Into Eternity

The energy we use today comes at a price. The nuclear waste will remain radioactive for 100,000 years. Finland’s solution is to build a city in the rock beneath the Earth for storing the waste. The greatest safety concern is not the encasement material, the construction crew,  the seismic activity or extreme climate changes. The greatest threat is human curiosity.

Into Eternity is a 2010 documentary about Onkalo, the hiding place. Different persons involved with the project are interviewed and mixed with ominous music and slow shots of the digging of tunnels and the quiet landscape above. Our technology is good enough to keep the radioactive material from harming life above, but it is impossible to predict 100,000 years of societal development.

Will future generations remember what it was that was hidden all those millenia ago? Was it a treasure? Was it a secret revelation? Was it proof of God? Was it a beast or was it an angel*? The interviewees seem to agree that the best thing is to forget and that putting up signs would be worse. The texts or warning symbols would have to be constantly reinterpreted and translated and any breach during the years would mean the information was lost.
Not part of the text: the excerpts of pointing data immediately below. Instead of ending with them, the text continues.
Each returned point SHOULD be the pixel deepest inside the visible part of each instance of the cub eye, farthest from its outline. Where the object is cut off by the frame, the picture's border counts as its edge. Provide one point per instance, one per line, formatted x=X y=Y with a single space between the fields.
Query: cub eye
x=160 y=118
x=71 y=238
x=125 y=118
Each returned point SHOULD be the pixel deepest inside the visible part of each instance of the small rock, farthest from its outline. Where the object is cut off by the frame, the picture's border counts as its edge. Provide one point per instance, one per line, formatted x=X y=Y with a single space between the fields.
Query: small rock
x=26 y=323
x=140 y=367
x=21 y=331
All that would remain would be a mark of unknown origin and with an unknown purpose.

“As you watch this, one basic component behind the long term safety of ONKALO has failed:
ONKALO has been re-discovered.”

“You should not have come here.”

The feeling you get when thinking about what will be 100,000 years in the future and how we should behave given what we think will be haunts you throughout the movie and hopefully forever after.